I am making my second turn. I am really enjoying this run. Virtual Dena is jogging beside me. Today she is my running partner, it's nice. As I top the peak of this mound (or small hill) I look out of the mountains. I have been concentrating on just keeping my legs moving for these last few runs that I had forgotten how beautiful it is. It really must be better to look up when you run. There is such beauty that the concrete sidewalk just does not offer. Hey, I think that is the antenna of Sweat Mountain in Marietta. I used to live near it and drove up the mountain once. I remember thinking to myself, "if there was a loose railing on your deck, I just hope that someone would be coming home soon". "Because if it broke, the next time they might see you would be at the morgue". "It would take days to find someone". It is beautiful view off that mountain though.

I have made it downhill and am halfway. Back up a hill. I told you this subdivision might kill a newbie camper. And on the sidewalk, a fresh pile of yard cuttings. "What is it with the yard trash"? "I guess runners, walkers, maturing adults, and babies in strollers are just not important". "So what if they have to get in the street with oncoming traffic"?

I am once again so engrossed in my conversation with the homeowners in my head that I don't realize that I have now made it to the bottom of the hill. Alright, the last quarter of my run! I am in my zone. Dena is still keeping with my slower pace. I make it around the turn, the next turn and back to the homestretch. I turn the corner and THERE is the last hill that my mind freaks out on. Dena is watching my face. "You can do this, just one foot at a time". "I think I can, I think I can". "I know I can, I know I can". I am the little running engine and I am making it. I am at the top. I make that last turn. I can see my yard. My legs are now sprinting without me having to encourage. Ah, cool wet oasis of green. "Come to me, I will embrace you with wet dew" it seducingly calls to me. I am almost there. I leave the sidewalk and sprinting to the shaded cool area. "I love you cool wet grass" I tell it.

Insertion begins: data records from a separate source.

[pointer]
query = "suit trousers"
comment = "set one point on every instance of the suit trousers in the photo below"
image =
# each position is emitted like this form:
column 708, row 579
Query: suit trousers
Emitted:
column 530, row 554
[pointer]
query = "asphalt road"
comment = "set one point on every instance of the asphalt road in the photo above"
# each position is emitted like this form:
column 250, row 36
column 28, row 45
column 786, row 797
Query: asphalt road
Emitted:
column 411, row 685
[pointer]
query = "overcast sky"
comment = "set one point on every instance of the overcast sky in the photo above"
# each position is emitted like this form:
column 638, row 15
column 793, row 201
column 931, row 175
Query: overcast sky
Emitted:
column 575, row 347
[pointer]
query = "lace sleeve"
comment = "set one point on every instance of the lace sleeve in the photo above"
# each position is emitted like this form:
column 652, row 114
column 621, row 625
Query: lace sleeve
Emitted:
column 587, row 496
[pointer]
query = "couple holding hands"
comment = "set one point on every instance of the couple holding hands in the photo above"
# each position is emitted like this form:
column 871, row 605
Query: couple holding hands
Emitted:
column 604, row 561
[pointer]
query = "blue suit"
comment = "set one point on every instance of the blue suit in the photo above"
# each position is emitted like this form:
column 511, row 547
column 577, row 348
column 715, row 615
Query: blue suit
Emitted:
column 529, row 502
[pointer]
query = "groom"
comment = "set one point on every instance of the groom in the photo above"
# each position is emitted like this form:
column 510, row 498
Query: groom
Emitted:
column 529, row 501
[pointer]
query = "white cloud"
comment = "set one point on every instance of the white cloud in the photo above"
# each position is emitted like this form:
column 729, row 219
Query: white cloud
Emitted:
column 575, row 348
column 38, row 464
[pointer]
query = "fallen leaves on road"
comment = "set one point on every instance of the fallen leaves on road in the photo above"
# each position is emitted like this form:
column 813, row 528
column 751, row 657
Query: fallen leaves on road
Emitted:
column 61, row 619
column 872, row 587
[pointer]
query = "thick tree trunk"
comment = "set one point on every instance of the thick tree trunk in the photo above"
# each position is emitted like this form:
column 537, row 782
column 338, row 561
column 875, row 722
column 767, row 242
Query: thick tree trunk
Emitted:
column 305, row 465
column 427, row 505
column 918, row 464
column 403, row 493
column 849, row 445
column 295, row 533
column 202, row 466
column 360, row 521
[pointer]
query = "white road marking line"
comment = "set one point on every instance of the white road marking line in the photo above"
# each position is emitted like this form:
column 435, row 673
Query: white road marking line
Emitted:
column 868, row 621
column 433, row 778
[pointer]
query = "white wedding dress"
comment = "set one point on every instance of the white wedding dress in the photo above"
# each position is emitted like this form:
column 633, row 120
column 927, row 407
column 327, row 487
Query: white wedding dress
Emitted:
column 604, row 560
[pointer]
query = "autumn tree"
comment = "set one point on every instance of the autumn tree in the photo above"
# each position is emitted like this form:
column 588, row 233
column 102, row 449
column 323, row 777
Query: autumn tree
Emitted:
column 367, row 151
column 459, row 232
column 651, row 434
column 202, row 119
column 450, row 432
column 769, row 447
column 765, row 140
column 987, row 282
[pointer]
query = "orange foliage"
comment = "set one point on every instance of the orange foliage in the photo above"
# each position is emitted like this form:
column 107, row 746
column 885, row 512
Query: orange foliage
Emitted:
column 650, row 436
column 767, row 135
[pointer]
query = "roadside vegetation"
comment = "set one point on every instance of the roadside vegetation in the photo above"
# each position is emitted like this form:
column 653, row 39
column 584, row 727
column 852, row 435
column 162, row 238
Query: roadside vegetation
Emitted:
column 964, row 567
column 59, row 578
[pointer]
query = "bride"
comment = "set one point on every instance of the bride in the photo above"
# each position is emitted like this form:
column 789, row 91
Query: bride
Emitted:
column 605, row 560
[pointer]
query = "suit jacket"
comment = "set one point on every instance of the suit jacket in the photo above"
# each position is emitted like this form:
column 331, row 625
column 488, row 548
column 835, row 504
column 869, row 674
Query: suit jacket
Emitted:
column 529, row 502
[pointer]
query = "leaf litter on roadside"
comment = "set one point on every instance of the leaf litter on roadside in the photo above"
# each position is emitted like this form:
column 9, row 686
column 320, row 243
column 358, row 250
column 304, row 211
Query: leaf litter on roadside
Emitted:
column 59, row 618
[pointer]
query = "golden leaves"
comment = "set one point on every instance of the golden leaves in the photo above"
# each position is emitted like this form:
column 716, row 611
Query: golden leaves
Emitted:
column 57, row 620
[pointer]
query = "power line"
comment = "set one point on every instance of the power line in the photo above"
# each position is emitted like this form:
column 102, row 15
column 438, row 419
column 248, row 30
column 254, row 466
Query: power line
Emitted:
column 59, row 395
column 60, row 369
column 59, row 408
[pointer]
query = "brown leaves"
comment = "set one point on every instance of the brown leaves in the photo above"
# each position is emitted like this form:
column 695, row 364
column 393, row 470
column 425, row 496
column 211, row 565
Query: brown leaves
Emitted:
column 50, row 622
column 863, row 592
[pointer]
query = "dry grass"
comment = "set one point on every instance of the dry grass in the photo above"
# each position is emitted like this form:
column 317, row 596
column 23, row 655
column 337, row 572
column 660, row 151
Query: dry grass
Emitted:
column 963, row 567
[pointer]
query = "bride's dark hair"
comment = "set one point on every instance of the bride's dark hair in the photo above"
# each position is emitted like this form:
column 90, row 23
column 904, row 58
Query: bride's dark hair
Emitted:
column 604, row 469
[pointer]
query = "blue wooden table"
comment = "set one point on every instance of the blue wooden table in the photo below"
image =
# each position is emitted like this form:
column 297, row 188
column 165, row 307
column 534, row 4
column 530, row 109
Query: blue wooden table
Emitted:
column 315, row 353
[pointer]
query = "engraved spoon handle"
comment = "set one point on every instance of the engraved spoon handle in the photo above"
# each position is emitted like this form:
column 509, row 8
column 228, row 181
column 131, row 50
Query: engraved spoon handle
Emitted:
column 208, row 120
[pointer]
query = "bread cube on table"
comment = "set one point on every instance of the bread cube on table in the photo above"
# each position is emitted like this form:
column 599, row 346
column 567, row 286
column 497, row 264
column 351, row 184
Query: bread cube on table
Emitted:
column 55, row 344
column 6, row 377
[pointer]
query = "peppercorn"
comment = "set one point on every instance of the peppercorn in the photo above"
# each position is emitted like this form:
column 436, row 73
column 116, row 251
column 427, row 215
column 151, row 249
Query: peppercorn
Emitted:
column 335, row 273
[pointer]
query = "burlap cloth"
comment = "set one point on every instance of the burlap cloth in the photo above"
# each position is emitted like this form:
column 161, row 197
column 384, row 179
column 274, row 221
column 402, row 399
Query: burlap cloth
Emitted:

I lie for a brief moment basking in the dew. It is such a wonderful feeling. I start my sit ups, I am pushing hard. With a horrible grimace on my face I finish 42 boot camp sit ups. I now start my oblique sit ups, two different variations. I transition to my push ups. I complete 30 and have to move to modified ones for the wide arm push ups. I just am not yet strong enough for real ones.

And then cool down. Wonderful loving cool down. Today I am so proud of my legs, they worked with me. And I tell them. Now it is their turn to stick their tongue out at the lungs.

And as always....til tomorrow...keep a smile on your face, a song in your heart and healthy food at your fingertips.